How to train model with audio feature?

Question

How to train model with audio feature?

tlatlbtle opened this issue 5 years ago · comments

Thanks for this great repo!

As for audio2face, I found that in model files, it does not has audio embedding part:
https://github.com/oawiles/X2Face/blob/2d0a3a620c8ebf57c6df75c79fb82052eceb89ba/UnwrapMosaic/NoSkipNet_X2Face_pose.py
The default value for ''audio'' in line 197 is false, also there is not any codes for audio model. How to reimplement your method for audio2face?

Thanks.

Olivia · Answer 1 · Wed Aug 28 2019 11:39:53 GMT+0800 (China Standard Time)

The audio code is at https://github.com/oawiles/X2Face/blob/2d0a3a620c8ebf57c6df75c79fb82052eceb89ba/UnwrapMosaic/Audio2Face.ipynb.

We don't have the code for training as it was rather a pain to implement. We had to use matlab to take Joon et al's audio features which were then saved out to numpy and used to train the new model.

whyma · Answer 2 · Mon Sep 16 2019 16:05:16 GMT+0800 (China Standard Time)

Hi, I use code here to extract audio feature: http://www.robots.ox.ac.uk/~vgg/research/unsup_learn_watch_faces/extract_audio_code.zip.
Download dataset here: http://www.robots.ox.ac.uk/~vgg/data/voxceleb/vox1a/vox1_test_wav.zip
And frames extracted at 1fps: http://www.robots.ox.ac.uk/~vgg/research/CMBiometrics/data/zippedFaces.tar.gz

I do not find "audio.wav" described on line 71 in "extract_audio_voxceleb.m" in test-set.
It seems every wav file in test set has been split into several clips: 00001.wav, 00002.wav, etc.

Do I need to merge these clips to get "audio.wav"?

whyma · Answer 3 · Wed Oct 16 2019 18:49:53 GMT+0800 (China Standard Time)

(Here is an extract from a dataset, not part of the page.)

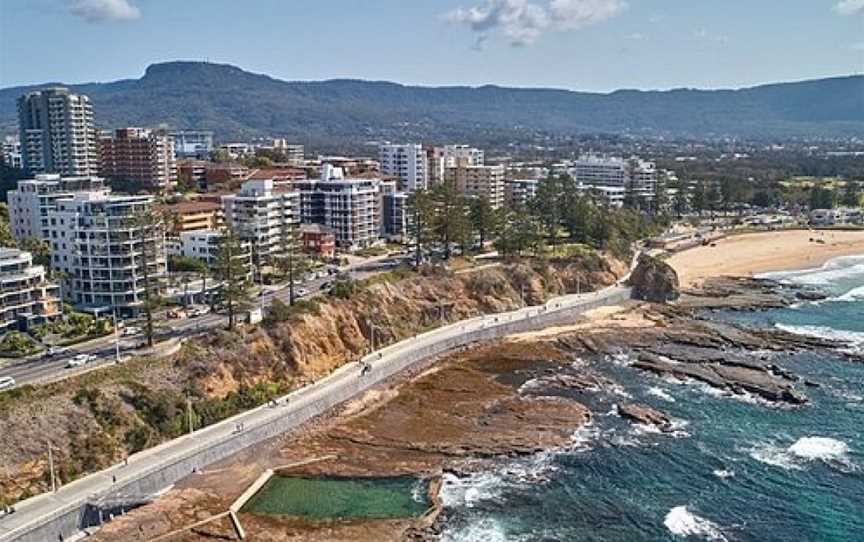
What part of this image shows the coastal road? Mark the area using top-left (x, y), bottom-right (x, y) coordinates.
top-left (0, 282), bottom-right (631, 542)
top-left (0, 255), bottom-right (401, 389)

Hi, would you mind to tell us how to gain "audio.wav" mentioned in "extract_audio_voxceleb.m" (
http://www.robots.ox.ac.uk/~vgg/research/unsup_learn_watch_faces/extract_audio_code.zip)
line 71:
audio_file = ['/datasets/voxceleb1/wav/' track_name '/' track_id '/audio.wav'];

Olivia · Answer 4 · Thu Oct 17 2019 00:45:04 GMT+0800 (China Standard Time)

Hi! We didn't do the preprocessing, but yes I believe the preprocessing gave us an audio file corresponding to the entire video. This was because the frames we used were preprocessed according to the entire video as well I believe. I don't think merging the clips will work as this won't give the original video. What is probably easiest is to simply modify the script but ensure that the frames and the audio correspond (lines 82-84) using whatever preprocessed version of the data you have.

whyma · Answer 5 · Wed Oct 30 2019 21:58:31 GMT+0800 (China Standard Time)

I just download original complete video in mp4 format from youtube and translate it into wav audio. It works for me. Thanks.